Missed revenue expectations have come to roost on Walt Disney. As the investor’s darling, the company was always ahead of Wall Street earning targets, but on Tuesday, it fell short of estimates. Still, there was a marginal hike in profit and revenue that failed to meet Wall Street’s expectations.

For the quarter ended on April 2, Disney missed revenue targets in cable networks, theme parks, and consumer product divisions.  Disney missed analyst expectations of $1.40 per share, at $1.36 per share. Revenue in the quarter surged $12.97 billion from $12.46 billion, falling below the Wall Street target of $13.19 billion, says a report from Reuters.

The pinch came in weakened television broadcast business, which undercut the jumping revenue in movie and studio units.

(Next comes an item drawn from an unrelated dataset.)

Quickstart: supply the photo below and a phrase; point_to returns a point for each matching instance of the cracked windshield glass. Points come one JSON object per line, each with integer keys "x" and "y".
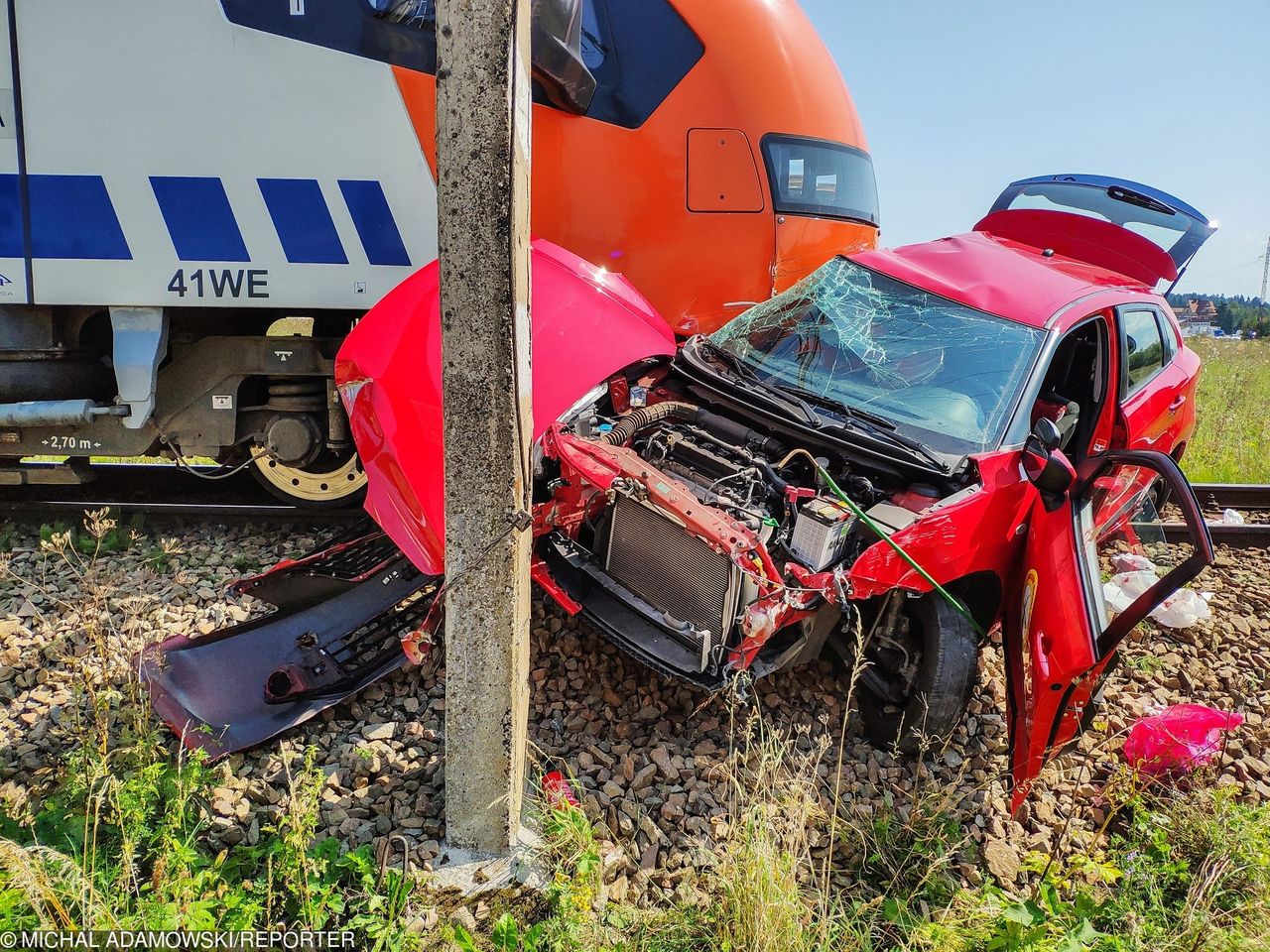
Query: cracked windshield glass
{"x": 942, "y": 372}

Consequently, shares of Disney fell about 6 percent in after-hours trading, to about $100.85. What has surprised all is the company’s exit from console video game business and dropping of the Infinity brand. The decision came despite a boost from animated hit film “Zootopia”.

Net income rose to $2.14 billion in the second quarter from $2.11 billion a year earlier. According to analysts, Disney is getting affected by the trend of “cord-cutting” as younger viewers are shifting to streaming services over cable and satellite TV channels.

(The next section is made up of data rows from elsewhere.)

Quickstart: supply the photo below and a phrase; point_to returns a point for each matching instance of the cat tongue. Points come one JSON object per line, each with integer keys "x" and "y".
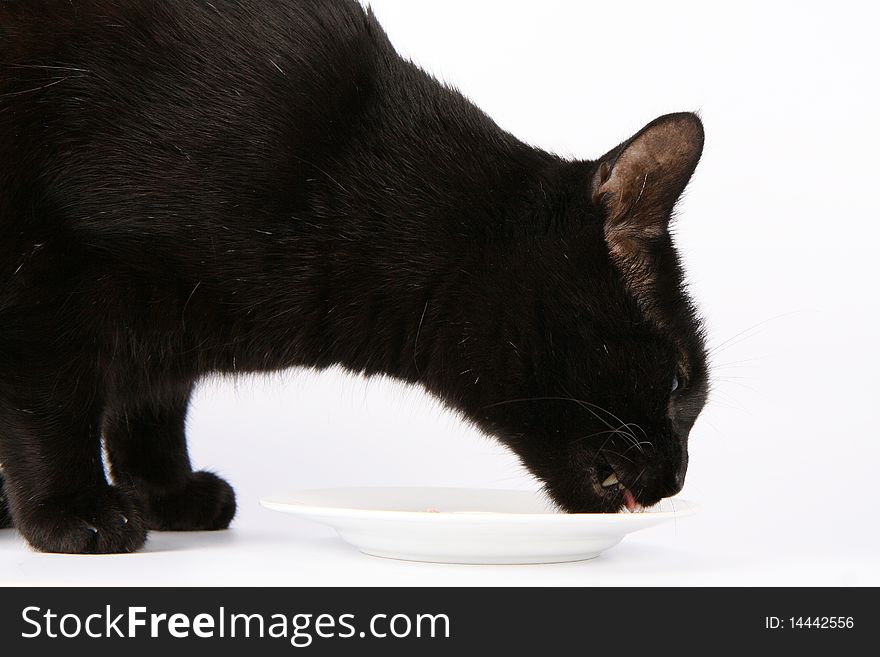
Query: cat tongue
{"x": 630, "y": 500}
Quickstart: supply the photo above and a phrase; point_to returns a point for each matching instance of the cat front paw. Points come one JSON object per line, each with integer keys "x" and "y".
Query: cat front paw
{"x": 206, "y": 502}
{"x": 105, "y": 521}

Investors are watching ESPN, how the cable brands will weather the storm. Revenue in cable business fell 1.86 percent to $3.96 billion.

“Cable networks continue to face meaningful headwinds and Disney has yet to really answer how they are going to restore growth,” noted BTIG analyst Richard Greenfield.

Disney attributed the fall in ESPN subscriptions and Ad revenue to a change in timing of college football playoff games.  As new revenue streams, CEO Bob Iger said the company would focus on licensing characters for video games and exit publishing its own titles.

Studio revenue increased 22 percent to $2.1 billion, helped by the box-office success of “Star Wars: The Force Awakens” and animated movie “Zootopia”, which collected nearly $1 billion worldwide.

The New York Times notes that unlike the peers, Disney never provides earnings guidance yet it rarely missed expectations.

Addressing the analysts, Iger said he will not stay beyond his contract’s expiration in June 2018. Disney’s board is searching for Iger’s successor after the number 2 and Chief Operating Officer Tom Staggs had resigned.